= Lauma Skride =

Latvian pianist

Lauma Skride (born 20 March 1982 in Riga) is a Latvian pianist.

== Life ==
Lauma's father, Arnolds Skride, conducts a musical ensemble after ten years as a violinist at the Dailes Theatre. He is the adopted son of the painter Ārijs Skride. Lauma's mother is the pianist Liga Skride. Lauma is the youngest of three sisters, all three of whom have devoted themselves to music. She began studying the piano at the age of 5 and then entered the Jāzeps Vītols Latvian Academy of Music. She also studied at the Hamburg Conservatory with Professor Volker Banfield.

In June 1998, Skride took part in the 9th edition of the Eurovision Young Musicians in Vienna.

She became known to a wider audience through performances as a duo with her sister Baiba, with whom she also released an album in March 2007 with works by Franz Schubert, Ludwig van Beethoven and Maurice Ravel. Her solo debut album with recordings of Fanny Hensel was already released in January 2007. Since then, she has increasingly established herself as a soloist. In 2009, for example, she made her debut with the hr-Sinfonieorchester and has appeared as a guest with orchestras such as the Hamburger Symphoniker and the Staatsphilharmonie Nürnberg.

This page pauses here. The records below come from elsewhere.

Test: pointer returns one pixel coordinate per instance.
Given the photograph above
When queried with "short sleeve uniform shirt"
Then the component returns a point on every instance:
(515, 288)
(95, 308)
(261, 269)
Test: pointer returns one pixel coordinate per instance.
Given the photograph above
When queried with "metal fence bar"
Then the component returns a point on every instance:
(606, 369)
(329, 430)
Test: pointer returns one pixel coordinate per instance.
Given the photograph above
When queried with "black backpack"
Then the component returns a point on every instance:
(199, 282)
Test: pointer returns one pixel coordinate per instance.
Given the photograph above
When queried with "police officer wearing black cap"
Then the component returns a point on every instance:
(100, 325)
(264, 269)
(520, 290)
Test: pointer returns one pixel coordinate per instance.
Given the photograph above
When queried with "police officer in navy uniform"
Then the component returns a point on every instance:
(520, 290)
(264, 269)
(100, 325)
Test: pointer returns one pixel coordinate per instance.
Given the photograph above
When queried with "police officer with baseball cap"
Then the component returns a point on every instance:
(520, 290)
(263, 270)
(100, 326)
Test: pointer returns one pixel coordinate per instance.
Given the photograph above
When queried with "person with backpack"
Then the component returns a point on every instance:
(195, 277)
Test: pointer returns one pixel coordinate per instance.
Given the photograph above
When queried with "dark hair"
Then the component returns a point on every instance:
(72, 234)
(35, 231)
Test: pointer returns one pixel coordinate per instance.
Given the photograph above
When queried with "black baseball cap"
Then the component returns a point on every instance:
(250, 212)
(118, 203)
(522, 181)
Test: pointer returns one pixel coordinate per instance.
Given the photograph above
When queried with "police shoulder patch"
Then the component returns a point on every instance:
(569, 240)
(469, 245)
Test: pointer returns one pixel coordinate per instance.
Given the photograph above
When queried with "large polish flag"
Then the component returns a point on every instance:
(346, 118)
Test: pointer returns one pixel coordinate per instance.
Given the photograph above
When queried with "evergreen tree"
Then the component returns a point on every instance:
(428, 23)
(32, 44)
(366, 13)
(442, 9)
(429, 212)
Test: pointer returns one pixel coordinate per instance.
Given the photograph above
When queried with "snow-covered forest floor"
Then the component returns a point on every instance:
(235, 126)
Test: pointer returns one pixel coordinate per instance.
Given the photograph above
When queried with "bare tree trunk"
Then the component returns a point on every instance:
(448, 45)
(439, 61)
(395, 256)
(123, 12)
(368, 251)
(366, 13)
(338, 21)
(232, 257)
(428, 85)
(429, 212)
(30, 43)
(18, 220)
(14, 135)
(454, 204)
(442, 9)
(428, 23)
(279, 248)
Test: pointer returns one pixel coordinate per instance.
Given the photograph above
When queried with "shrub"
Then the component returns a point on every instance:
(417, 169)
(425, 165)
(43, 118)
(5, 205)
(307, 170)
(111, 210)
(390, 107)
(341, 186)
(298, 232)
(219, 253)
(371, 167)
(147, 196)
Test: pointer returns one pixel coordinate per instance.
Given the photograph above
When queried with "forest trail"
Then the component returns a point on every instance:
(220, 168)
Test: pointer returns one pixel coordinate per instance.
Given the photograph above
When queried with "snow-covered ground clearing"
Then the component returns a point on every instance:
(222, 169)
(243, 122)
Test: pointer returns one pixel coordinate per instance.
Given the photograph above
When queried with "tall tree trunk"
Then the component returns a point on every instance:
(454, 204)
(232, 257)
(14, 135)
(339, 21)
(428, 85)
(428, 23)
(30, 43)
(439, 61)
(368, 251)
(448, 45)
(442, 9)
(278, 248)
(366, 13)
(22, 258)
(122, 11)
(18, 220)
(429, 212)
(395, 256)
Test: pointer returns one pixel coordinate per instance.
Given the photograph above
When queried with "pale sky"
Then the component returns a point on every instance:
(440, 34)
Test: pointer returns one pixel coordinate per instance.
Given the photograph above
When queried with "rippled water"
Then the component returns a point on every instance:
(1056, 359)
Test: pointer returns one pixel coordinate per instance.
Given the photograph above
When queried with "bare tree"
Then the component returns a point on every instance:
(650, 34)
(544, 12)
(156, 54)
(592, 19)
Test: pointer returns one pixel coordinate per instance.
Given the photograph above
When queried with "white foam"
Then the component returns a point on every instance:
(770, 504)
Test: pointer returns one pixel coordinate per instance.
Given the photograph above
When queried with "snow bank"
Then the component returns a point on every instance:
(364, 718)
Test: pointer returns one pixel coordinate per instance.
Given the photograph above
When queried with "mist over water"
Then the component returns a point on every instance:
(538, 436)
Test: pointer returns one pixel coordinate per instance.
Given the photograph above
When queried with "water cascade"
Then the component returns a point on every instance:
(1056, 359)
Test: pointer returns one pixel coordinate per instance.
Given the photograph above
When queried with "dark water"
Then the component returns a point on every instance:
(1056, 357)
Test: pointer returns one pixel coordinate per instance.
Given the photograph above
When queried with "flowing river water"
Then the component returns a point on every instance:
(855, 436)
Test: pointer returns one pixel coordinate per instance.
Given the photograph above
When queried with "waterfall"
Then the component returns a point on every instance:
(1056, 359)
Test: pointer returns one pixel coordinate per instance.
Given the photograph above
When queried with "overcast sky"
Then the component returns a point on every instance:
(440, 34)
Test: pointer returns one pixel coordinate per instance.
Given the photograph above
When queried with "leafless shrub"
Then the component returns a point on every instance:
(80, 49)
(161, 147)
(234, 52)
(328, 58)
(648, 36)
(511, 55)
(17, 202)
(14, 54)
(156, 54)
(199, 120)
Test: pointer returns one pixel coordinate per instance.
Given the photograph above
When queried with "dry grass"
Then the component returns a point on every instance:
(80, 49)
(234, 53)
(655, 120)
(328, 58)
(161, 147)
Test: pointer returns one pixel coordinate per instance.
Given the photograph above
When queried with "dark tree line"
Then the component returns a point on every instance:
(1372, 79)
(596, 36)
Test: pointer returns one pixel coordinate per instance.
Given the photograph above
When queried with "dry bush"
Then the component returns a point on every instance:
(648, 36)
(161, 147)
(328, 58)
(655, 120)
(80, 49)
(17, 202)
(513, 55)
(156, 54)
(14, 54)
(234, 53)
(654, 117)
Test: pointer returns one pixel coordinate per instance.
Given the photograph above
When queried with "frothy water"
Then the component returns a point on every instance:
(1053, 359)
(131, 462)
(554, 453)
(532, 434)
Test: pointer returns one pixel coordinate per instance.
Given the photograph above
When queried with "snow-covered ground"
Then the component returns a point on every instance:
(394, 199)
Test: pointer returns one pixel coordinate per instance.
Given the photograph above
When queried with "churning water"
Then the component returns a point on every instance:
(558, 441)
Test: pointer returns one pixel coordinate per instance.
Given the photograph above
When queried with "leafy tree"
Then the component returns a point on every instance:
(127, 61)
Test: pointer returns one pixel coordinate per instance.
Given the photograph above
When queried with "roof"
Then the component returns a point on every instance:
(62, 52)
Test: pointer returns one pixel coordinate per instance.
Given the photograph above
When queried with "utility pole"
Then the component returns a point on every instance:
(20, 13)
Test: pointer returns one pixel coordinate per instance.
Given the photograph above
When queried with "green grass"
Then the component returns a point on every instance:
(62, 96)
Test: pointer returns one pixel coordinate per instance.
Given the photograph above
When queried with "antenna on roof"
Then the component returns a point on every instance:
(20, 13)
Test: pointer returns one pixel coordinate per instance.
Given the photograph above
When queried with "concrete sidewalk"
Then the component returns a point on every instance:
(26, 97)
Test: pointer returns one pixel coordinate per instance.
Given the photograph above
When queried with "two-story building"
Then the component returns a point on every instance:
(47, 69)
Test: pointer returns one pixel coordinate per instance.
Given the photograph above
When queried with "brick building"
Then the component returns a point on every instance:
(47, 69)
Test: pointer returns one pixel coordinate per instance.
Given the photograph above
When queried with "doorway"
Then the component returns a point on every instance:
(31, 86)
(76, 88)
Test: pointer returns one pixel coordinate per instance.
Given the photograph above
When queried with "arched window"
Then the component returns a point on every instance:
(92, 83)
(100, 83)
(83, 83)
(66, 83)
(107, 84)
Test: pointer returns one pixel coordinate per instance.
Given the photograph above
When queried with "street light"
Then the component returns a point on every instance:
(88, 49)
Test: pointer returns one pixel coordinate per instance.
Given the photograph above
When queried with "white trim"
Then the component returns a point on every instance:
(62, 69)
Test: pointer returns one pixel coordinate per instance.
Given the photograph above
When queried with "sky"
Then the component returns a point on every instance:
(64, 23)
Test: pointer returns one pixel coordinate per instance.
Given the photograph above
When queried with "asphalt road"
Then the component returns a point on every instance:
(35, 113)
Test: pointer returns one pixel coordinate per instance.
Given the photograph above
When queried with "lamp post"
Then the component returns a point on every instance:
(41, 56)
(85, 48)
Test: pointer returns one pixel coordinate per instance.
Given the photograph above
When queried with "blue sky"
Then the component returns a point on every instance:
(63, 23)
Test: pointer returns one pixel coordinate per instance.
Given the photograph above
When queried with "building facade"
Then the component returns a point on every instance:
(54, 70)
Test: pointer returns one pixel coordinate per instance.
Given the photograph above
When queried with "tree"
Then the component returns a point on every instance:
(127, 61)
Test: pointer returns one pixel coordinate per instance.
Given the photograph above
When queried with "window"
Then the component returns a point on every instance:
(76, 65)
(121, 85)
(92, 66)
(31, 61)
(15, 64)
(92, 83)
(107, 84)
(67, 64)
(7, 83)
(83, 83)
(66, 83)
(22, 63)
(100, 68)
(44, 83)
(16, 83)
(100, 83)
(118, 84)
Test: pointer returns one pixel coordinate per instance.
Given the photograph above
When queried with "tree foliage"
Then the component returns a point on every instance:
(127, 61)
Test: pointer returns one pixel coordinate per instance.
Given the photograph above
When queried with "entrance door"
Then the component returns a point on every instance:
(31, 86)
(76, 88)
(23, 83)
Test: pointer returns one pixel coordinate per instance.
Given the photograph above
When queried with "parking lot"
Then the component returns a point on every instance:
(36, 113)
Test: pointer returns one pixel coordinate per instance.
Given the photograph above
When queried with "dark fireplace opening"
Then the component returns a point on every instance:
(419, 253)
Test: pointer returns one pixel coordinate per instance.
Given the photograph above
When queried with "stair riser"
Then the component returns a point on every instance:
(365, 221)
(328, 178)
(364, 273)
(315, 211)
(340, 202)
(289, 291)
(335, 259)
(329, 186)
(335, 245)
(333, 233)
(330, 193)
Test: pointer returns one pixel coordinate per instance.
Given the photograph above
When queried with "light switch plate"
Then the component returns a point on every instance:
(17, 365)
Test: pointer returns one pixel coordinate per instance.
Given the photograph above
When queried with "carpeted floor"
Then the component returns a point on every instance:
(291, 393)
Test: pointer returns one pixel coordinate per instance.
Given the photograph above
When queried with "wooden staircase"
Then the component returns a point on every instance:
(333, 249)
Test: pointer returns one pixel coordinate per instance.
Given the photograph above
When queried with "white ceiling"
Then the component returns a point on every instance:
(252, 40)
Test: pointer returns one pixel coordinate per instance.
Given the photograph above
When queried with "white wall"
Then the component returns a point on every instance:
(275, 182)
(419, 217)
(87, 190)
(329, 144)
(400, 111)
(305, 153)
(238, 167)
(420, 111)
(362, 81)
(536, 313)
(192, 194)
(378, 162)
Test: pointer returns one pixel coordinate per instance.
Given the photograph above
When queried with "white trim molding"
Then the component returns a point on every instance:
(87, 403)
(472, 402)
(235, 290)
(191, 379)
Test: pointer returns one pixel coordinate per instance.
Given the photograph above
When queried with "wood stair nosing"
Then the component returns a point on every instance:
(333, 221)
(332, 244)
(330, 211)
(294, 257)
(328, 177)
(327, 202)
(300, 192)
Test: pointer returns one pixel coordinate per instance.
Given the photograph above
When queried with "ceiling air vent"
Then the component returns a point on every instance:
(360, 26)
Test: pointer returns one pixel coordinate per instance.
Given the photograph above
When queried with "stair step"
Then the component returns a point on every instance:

Skride performs on stages all over the world and her duo concerts with her sister Baiba Skride (violinist) helped her to make herself known. She founded with her and the violist Lise Berthaud and the cellist Harriet Krijgh the Skride Piano Quartet.

== Recording ==
- 2007 Lauma Skride : Mendelssohn-Hensel - The Year
- 2007 Baiba & Lauma Skride : The Duo Sessions - Beethoven, Schubert, Ravel.
- 2022 Lauma Skride & Brandenburger Symphoniker - Beethoven, Pianoconcerto no.4, variationen WoO 80.